I am very uncomfortable with taking this man's actions and trying to classify them as a disorder with no diagnosis beyond the actions themselves which apparently people here cannot take at face value.

FWIW, vacapinta, I wasn't diagnosing the guy, merely pointing out that such a syndrome exists. Secular moral doctrine can often be as confusing and contradictory as religious doctrine, which if one thinks too hard about it, can result in strange behavior.
posted by jonmc at 4:32 PM on August 10, 2004


... wishin' don't neccessarily make it so.

how about hopin' ...

and no offense intended, Sidhevil. i found the text very eye-straining myself, and your comment an insightful one.
posted by mrgrimm at 5:35 PM on August 10, 2004


Is it the start of a moral life when one really acts as though another life is just as important as one's own...

Perhaps the problem is in the axiom. Why the assumption that your own life is important? Why do self-important people think they have a right to go around trying to change other people's lives? They do it for their own ego, rather than for someone else's benefit.

Instead, if you understand that you aren't very important at all, and nothing else is really that important either, isn't it easier to give a gift? If nothing comes of it, no great loss, but if the gift means something good happens, you can appreciate it all the more.

The emphasis is truly changed to the other person.

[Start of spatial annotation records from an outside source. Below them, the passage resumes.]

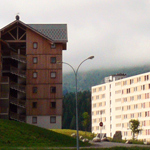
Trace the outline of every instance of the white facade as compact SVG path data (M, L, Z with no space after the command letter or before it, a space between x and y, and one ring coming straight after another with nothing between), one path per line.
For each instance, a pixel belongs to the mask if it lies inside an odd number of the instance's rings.
M138 119L138 139L150 141L150 72L92 87L92 132L131 139L129 121ZM103 127L99 127L99 122Z

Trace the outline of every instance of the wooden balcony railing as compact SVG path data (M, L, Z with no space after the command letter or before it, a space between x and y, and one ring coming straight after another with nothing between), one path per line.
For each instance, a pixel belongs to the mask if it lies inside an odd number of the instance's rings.
M13 120L17 120L20 122L26 122L26 116L25 115L20 115L14 112L10 112L10 118Z
M15 59L15 60L18 60L22 63L26 63L26 56L24 56L24 55L17 54L15 52L11 52L11 58Z

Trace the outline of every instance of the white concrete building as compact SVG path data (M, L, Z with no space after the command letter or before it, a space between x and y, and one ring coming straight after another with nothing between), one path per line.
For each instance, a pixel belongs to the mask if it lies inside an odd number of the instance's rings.
M93 86L91 90L92 132L102 131L107 137L113 137L116 131L122 131L123 139L131 139L129 121L138 119L142 129L138 139L150 141L150 72L109 78L109 82ZM101 121L103 127L99 126Z

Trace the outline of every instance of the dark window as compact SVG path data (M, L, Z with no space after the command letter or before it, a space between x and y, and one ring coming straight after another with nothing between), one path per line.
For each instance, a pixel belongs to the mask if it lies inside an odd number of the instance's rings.
M55 64L56 63L56 57L51 57L51 63Z
M56 72L51 72L51 78L56 78Z
M38 43L37 42L33 42L33 48L37 49L38 48Z
M50 117L50 123L56 123L56 116Z
M32 123L37 123L37 117L32 117Z
M37 102L32 103L32 108L37 108Z
M37 72L33 72L33 78L37 78Z
M51 87L51 93L56 93L56 87L55 86Z
M37 87L32 88L32 93L37 93Z
M55 43L51 44L51 48L56 48L56 44Z
M51 102L51 108L56 108L56 102Z
M34 63L34 64L37 64L37 61L38 61L38 60L37 60L37 57L33 57L33 63Z

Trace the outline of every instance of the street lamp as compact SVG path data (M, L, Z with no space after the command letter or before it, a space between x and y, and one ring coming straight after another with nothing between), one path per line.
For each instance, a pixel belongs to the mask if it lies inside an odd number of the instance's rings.
M77 95L77 75L78 75L78 70L79 70L79 67L88 59L93 59L94 56L90 56L88 58L86 58L85 60L83 60L78 68L75 70L69 63L66 63L66 62L57 62L57 63L63 63L63 64L66 64L68 66L70 66L74 72L74 75L75 75L75 85L76 85L76 91L75 91L75 95L76 95L76 130L77 130L77 150L79 150L79 130L78 130L78 95Z

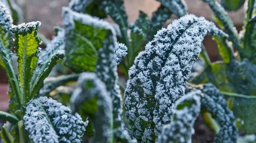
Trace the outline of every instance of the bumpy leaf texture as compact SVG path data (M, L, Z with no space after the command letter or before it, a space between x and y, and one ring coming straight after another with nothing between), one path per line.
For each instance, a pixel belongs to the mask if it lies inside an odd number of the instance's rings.
M235 143L238 137L238 129L234 114L228 108L223 95L213 84L207 83L195 86L190 85L187 92L201 90L203 94L201 106L213 115L221 127L214 138L214 143Z
M241 48L242 45L239 38L237 31L234 26L234 24L231 20L227 13L216 0L203 0L207 3L212 9L218 21L221 22L227 31L230 40L232 41L234 47L239 51L239 55L242 58L248 58L250 53L243 51Z
M124 98L129 124L140 141L154 142L155 133L171 121L207 33L227 36L204 18L186 15L159 31L135 59Z
M121 128L122 104L117 85L115 30L107 22L68 8L63 8L63 16L68 62L80 71L94 71L106 84L112 100L114 137L128 141L128 133Z
M119 25L125 45L130 47L130 41L127 35L128 27L127 15L124 6L123 0L103 0L100 8L109 15Z
M79 87L70 98L73 112L89 115L95 130L93 143L112 143L113 107L106 85L94 73L81 74L78 82ZM92 102L95 104L87 106Z
M20 99L23 102L23 105L32 97L30 95L32 77L37 64L39 45L41 44L37 35L38 27L41 25L39 21L32 22L13 26L11 29L15 37L14 46L18 56L19 80L22 97Z
M131 45L128 49L128 56L127 59L129 64L129 67L133 64L133 62L139 52L141 47L147 39L150 21L147 14L139 12L138 19L134 23L130 23L130 37Z
M162 5L156 11L153 12L150 22L150 28L149 29L147 41L153 39L157 31L163 27L163 25L171 14L171 10Z
M18 77L12 66L11 56L13 36L10 29L13 20L5 6L0 2L0 66L8 78L10 89L8 92L10 98L9 108L12 113L21 107L20 99L22 98Z
M183 0L157 0L178 17L187 14L188 8Z
M43 81L49 75L53 67L61 62L66 55L65 32L56 28L56 36L47 44L46 48L39 53L38 66L33 77L31 96L35 97L43 87Z
M195 121L200 112L200 90L192 91L175 103L171 123L163 127L158 143L191 143Z
M34 143L80 143L88 121L51 98L30 101L23 117L25 129Z
M233 112L227 106L223 95L213 85L204 86L204 97L202 106L212 113L221 126L214 138L215 143L235 143L238 137L238 130Z

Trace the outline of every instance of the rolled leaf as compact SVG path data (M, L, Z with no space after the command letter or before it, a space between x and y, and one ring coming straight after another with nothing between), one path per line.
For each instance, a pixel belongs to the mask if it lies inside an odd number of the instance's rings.
M158 143L191 143L194 124L200 112L200 90L192 91L178 100L171 123L164 126Z
M35 143L81 142L88 124L80 115L51 98L41 97L27 104L25 129Z
M178 17L187 14L188 8L183 0L157 0Z
M57 77L53 81L45 83L43 87L40 89L39 95L40 96L46 96L60 86L65 85L69 82L77 81L79 76L78 74L72 74Z
M12 113L19 110L22 105L22 99L19 85L17 75L12 66L11 56L13 36L10 28L13 20L5 6L0 2L0 66L5 72L8 78L10 89L8 94L10 97L9 109Z
M129 124L140 141L154 142L155 132L171 121L207 33L227 36L204 18L186 15L159 31L135 59L124 98Z
M89 73L80 75L78 84L70 98L72 112L92 121L95 131L93 143L112 143L113 107L106 85L95 73Z
M37 65L39 45L41 44L37 35L38 27L41 25L40 22L32 22L13 26L11 29L15 38L14 46L18 56L19 80L22 97L20 99L22 105L32 98L30 94L32 77Z
M133 61L139 52L141 50L141 47L147 39L147 35L149 29L150 21L147 14L140 11L138 19L135 23L131 23L131 46L128 49L128 68L133 64Z
M221 0L220 4L224 8L228 11L233 11L240 8L245 0Z
M157 10L153 12L148 32L148 42L153 39L157 31L163 27L171 14L171 11L162 5L160 6Z
M124 6L124 1L104 0L102 1L100 8L119 25L124 43L129 47L130 44L127 35L128 18Z

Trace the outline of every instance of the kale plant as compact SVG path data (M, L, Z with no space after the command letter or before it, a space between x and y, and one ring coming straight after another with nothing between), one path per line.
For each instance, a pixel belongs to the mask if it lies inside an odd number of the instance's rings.
M72 114L69 108L51 99L35 99L43 80L53 67L62 61L65 51L53 46L52 50L40 54L41 42L38 35L40 22L12 24L9 11L0 3L0 65L8 78L11 113L1 111L0 117L13 125L10 130L7 124L2 128L2 139L6 143L81 141L87 122L83 121L79 115ZM18 75L12 64L13 35Z
M182 0L158 1L161 6L151 20L140 12L135 22L128 24L122 0L72 0L62 8L62 28L55 28L55 36L42 52L37 35L41 23L12 27L9 13L1 4L0 65L9 79L11 114L1 112L0 117L12 124L2 128L4 141L190 143L200 112L211 118L214 142L240 141L237 125L246 133L255 132L249 126L255 119L244 113L254 106L245 104L255 98L256 85L254 1L248 1L240 36L215 0L204 1L224 31L203 17L188 15ZM229 1L222 4L229 10L244 2L230 5ZM162 28L172 13L180 18ZM102 19L107 16L116 24ZM11 34L18 76L11 66ZM209 60L202 44L207 34L217 41L223 62ZM189 79L199 57L204 59L204 69ZM62 61L73 73L44 82ZM117 66L127 80L123 93ZM68 99L71 109L45 96L77 81Z

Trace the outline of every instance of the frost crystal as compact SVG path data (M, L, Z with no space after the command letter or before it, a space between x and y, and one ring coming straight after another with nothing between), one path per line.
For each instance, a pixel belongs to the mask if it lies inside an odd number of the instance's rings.
M138 139L154 141L154 132L158 134L171 121L174 103L184 94L207 33L228 36L204 18L187 15L158 31L136 58L124 98L126 115Z
M11 29L12 33L26 35L27 33L31 33L35 29L41 25L41 22L40 21L33 21L28 23L22 23L17 26L13 25Z
M95 73L88 73L80 75L78 84L79 87L74 91L70 99L73 112L81 110L83 108L81 106L87 102L96 98L97 105L94 106L97 110L94 113L94 117L89 117L93 119L95 128L92 142L112 142L112 101L105 84Z
M41 97L30 101L23 117L25 129L35 143L79 143L88 121L51 98Z
M214 138L215 143L235 143L238 130L233 112L228 107L223 95L211 83L205 84L203 90L204 97L202 106L212 114L221 128Z
M5 48L10 48L13 44L13 36L10 32L13 19L5 6L4 4L0 2L0 35Z
M200 112L201 93L200 90L192 91L176 102L173 118L163 127L158 143L191 143L194 124Z
M63 29L58 27L55 27L55 30L58 31L56 35L53 37L51 43L47 45L46 48L39 53L38 66L49 62L51 57L56 51L64 49L65 31Z
M116 64L119 64L122 60L122 58L124 57L127 54L127 47L122 43L118 43L115 48L115 61Z

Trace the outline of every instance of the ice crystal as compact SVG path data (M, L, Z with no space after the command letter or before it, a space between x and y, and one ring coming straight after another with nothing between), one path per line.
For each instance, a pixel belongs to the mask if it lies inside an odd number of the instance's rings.
M186 15L158 31L136 58L124 97L126 115L138 139L154 140L154 132L158 134L171 121L174 103L184 94L186 81L207 33L228 36L204 18Z
M35 143L79 143L88 121L51 98L41 97L27 105L25 129Z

And isn't that what you said you hoped for in the first place?
posted by kablam at 5:52 PM on August 10, 2004


previous discussion here btw (although first link no longer works)
posted by obloquy at 8:10 PM on August 10, 2004


It is the start of a moral life when one realizes there is no distinction between self and nonself.
posted by fold_and_mutilate at 12:08 AM on August 11, 2004


morality is a set of rules. the start of a moral life is applying any set of moral rules w/o exception.

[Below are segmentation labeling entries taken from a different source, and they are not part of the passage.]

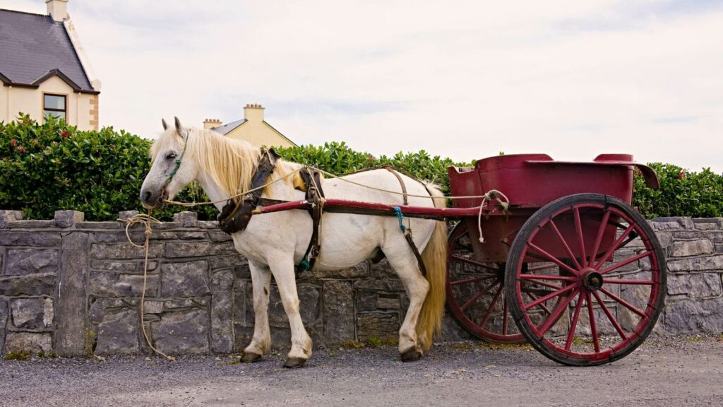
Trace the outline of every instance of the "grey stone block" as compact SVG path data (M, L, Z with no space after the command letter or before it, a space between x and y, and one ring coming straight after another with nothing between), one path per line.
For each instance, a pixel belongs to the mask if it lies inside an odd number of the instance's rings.
M0 229L7 227L11 222L22 220L23 216L22 211L0 210Z
M209 230L208 238L212 242L230 242L234 240L231 235L219 230Z
M159 294L161 276L148 274L146 295L155 297ZM91 272L88 276L88 294L98 297L140 296L143 290L142 274L123 274L108 272Z
M171 258L238 254L233 244L210 242L170 242L166 243L164 253Z
M85 220L85 214L77 211L56 211L53 222L58 227L71 227Z
M63 238L58 285L58 327L56 345L61 356L85 353L86 278L88 274L90 235L74 232Z
M161 257L163 254L162 244L151 243L148 247L148 257ZM143 248L136 247L131 243L95 243L90 246L90 256L93 259L140 259L145 256Z
M301 322L305 327L311 326L321 314L320 306L321 295L318 289L311 285L299 285L296 287L296 290L299 294L299 312L301 316ZM252 303L250 308L252 309L253 308ZM275 285L271 285L269 295L269 324L277 327L288 327L288 319L286 317L278 288Z
M324 284L324 342L341 343L354 339L354 298L351 283L328 280Z
M399 301L399 296L389 298L380 295L377 300L377 308L379 309L401 309L401 303Z
M12 324L16 328L45 330L53 326L55 311L51 298L17 298L11 300Z
M166 354L205 353L208 346L208 313L200 309L168 312L152 324L154 345Z
M177 212L174 214L174 222L181 224L184 227L193 227L198 222L198 214L190 211Z
M720 333L723 330L723 298L668 301L664 330L673 334Z
M691 257L668 261L668 271L705 272L723 270L723 255L715 254L706 257Z
M118 212L118 219L128 219L133 217L138 216L138 211L121 211L120 212Z
M60 233L7 230L0 233L0 246L56 247L60 246Z
M19 220L9 222L5 227L13 229L51 229L55 228L55 222L52 220Z
M52 248L8 249L5 275L54 273L58 270L59 252Z
M376 311L379 294L375 290L356 290L356 311Z
M221 353L234 351L234 272L215 271L211 276L211 350Z
M5 298L0 298L0 354L5 345L5 327L10 314L8 308Z
M35 354L40 351L46 353L53 351L53 338L49 332L7 332L5 351Z
M0 295L52 295L55 274L33 274L0 278Z
M369 312L356 316L356 337L366 341L371 337L396 340L401 321L398 313Z
M707 240L673 242L668 248L668 253L671 257L700 256L709 254L713 251L713 243Z
M130 309L106 312L98 326L96 354L133 354L138 352L138 313Z
M668 294L686 294L690 298L701 298L720 295L721 274L693 273L668 275Z
M128 261L118 260L93 260L90 261L91 269L93 270L105 272L134 273L137 271L143 272L143 270L139 266L140 264L137 260L131 260Z
M201 304L191 298L166 300L163 301L163 309L169 311L179 309L197 308Z
M164 297L192 297L210 293L208 262L205 260L164 263L161 271Z

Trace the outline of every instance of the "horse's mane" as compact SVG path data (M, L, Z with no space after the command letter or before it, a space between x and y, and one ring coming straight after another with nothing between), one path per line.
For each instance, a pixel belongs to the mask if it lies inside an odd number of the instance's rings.
M249 190L261 159L259 148L252 147L245 140L228 138L210 130L193 127L185 130L188 132L188 146L184 159L195 160L229 196ZM186 143L175 129L169 128L153 143L151 159L155 161L160 151L176 142L181 144L181 148ZM299 167L299 164L279 159L268 181L286 177ZM284 182L292 188L304 184L298 172Z

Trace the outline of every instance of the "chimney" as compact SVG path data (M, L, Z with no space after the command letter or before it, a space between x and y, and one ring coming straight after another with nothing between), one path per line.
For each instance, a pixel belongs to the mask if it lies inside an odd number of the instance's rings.
M218 119L206 119L203 121L203 128L205 130L213 129L221 125L221 121Z
M264 106L260 104L247 104L244 108L244 118L249 122L264 121Z
M48 5L48 15L53 21L63 21L70 18L68 16L68 0L46 0Z

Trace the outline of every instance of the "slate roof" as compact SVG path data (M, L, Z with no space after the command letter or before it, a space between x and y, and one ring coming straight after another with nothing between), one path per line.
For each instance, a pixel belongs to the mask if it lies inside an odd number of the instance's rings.
M49 15L0 9L0 80L37 86L58 75L77 92L96 92L61 22Z
M243 125L246 122L246 119L241 119L240 120L236 120L236 122L231 122L230 123L226 123L222 126L218 126L218 127L213 127L212 130L220 133L223 135L226 135L231 133L234 129L238 127L239 126Z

but morality isn't the be all end all...

When the Tao is lost, there is goodness.
When goodness is lost, there is morality.
When morality is lost, there is ritual.
Ritual is the husk of true faith,
the beginning of chaos.

everything does = 0. This is neither bad nor good, joyful or depressing.

This guy isn't any more or less moral than a pimp. He desires things. He sacrifices other things to appease those desires.
posted by ewkpates at 7:37 AM on August 11, 2004


He says that if the lives of others are equal to his, then he has a moral obligation to help other people. This can be reconciled by setting the "value" of life equal to zero - now everyone's life is worth equal, but no one's is worth bothering over.

See: Nihilism
posted by joquarky at 3:35 PM on August 11, 2004


A week later I came upon this article giving the medical perspective on "scrupulosity".